I'm reluctant to even set the hardware up, unless you can tell me the steps you give truly have been tested and checked against a Raspberry Pi running from a freshly written SD card. I don't know what it is about Raspberry Pi, that all sorts of other Linux problems inevitably come up along the way. Yeah, I know that's rigid, but please understand almost every problem ever reported with using Raspberry Pi has turned into a major time sink.

Just getting the monitor, keyboard, mouse, and SD card and Raspberry Pi set up on my workbench is going to use about half of that time.Ĭan you give me an exact set of steps to follow, starting with a freshly written SD card with a particular version of Raspbian? Imagine I'll set a 15 minute timer and if any step doesn't work, or I don't manage to reproduce the problem, or other stuff goes wrong, or the timer goes off, I'll put all the gear away and abandon any more attempts to look into this. But let's suppose I would spend 30 minutes look into this problem. I think it is a Teensy problem with the Teensy's. but it gets a bit technical for me to follow. I've searched some on the forum and seen some posts regarding serial and low-performance cpu's like the raspberry pi. so I'm suspecting its an issue specific between teensy and raspberry pi.
#PYTHON SERIAL LIBRARY USB RASPBERRY PI WINDOWS 10#
This doesn't appear to happen with a Windows 10 computer.
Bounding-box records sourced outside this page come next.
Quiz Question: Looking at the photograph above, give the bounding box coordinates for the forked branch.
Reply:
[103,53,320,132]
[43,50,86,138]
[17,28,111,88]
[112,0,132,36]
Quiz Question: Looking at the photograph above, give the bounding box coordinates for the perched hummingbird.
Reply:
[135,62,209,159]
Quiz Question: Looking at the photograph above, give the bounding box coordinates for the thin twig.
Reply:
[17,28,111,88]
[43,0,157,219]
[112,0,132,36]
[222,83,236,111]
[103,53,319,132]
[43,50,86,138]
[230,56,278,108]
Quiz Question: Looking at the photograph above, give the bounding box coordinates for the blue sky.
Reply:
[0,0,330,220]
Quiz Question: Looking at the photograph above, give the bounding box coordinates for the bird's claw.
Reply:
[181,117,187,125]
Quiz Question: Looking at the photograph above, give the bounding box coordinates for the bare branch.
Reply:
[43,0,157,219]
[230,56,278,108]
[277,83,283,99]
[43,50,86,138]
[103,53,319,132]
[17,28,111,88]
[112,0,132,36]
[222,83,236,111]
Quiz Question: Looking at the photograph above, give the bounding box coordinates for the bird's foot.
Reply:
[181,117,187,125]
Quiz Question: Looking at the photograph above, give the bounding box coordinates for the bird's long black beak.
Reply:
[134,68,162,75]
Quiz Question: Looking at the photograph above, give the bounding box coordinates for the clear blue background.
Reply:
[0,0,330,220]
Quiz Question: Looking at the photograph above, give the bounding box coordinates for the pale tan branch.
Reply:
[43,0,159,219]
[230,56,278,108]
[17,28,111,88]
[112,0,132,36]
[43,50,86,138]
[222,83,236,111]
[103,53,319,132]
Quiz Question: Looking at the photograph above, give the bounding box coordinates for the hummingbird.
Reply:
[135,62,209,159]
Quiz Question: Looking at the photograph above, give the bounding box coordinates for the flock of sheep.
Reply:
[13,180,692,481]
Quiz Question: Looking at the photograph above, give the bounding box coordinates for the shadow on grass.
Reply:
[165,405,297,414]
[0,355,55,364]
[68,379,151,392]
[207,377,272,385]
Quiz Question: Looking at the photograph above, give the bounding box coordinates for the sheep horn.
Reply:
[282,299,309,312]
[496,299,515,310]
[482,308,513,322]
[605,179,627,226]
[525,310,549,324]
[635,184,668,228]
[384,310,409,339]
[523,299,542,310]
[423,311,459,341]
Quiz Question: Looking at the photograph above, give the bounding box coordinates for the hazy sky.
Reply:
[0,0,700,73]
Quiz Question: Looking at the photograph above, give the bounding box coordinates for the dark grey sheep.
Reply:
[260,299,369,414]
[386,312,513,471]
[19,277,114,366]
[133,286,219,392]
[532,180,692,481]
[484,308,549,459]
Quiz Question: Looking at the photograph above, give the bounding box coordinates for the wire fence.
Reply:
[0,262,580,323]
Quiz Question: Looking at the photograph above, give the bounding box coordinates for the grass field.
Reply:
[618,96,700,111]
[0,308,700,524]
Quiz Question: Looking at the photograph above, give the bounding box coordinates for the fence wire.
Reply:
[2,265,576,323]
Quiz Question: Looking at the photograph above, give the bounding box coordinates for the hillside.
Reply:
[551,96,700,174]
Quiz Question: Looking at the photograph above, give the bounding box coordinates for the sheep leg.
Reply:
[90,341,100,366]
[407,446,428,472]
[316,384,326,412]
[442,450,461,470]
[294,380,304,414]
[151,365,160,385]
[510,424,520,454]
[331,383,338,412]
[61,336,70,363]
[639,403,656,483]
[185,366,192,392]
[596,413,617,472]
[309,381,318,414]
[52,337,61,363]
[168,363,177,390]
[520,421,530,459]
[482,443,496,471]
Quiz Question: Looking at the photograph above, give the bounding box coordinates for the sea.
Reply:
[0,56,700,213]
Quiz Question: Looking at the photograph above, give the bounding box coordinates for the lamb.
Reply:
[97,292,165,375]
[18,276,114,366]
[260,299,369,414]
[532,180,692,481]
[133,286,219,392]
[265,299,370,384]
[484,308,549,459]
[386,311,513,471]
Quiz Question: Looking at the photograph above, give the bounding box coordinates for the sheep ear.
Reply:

I assume its because the serial monitor app establishes a connection very quickly with the teensy and is able to clear the usb buffer. If a serial program is running and the teensy is started up, everything works fine and nothing gets "reflected". It's a very repeatable problem, and its not specific to the arduino ide's serial monitor (the program interfaces to a different app running on a raspberry pi and I get similar behavior with it): If the teensy is started up with a raspberry pi connected and no serial program running on it, once the serial program (like the arduino ide's serial monitor) is started, some of the messages that are in the usb buffer appear to get sent back to the teensy. I was using the latter (teensy) port, but switching to the serial port made no difference. Static char pgm = "Dann-PrintSim\nPrints every 10 s, coinc every 30s" If I run a simple python program readTeensy.py (to emphasize **it works on a Linux Mint machine**) and it reads nothing. The **first time** I run `cat` it grabs some data, at most about 512 bytes, then it won't read anything else from the device. I have tried several ways to read the data one is to `cat /dev/ttyACM0` (yes, that is the right device).

I wrote a small Teensy program that prints every second 200 bytes and every few seconds some other information. I have searched for issues like this and nothing in the suggestions stand out. Why does this "fix" the problem? Even then, successive reads fails. Plug in the Teensy then immediately start the python code!

Yesterday one of my students stumbled after much experimentation a temporary fix
#PYTHON SERIAL LIBRARY USB RASPBERRY PI CODE#
Python code that works fine between a Mac & Teensy or a laptop running Linux Mint and a Teensy, fails on a Raspberry Pi. I want to read from (and in another application, write to) the Teensy. I'm going crazy trying to communicate to a Teensy 3.2 from a Raspberry Pi.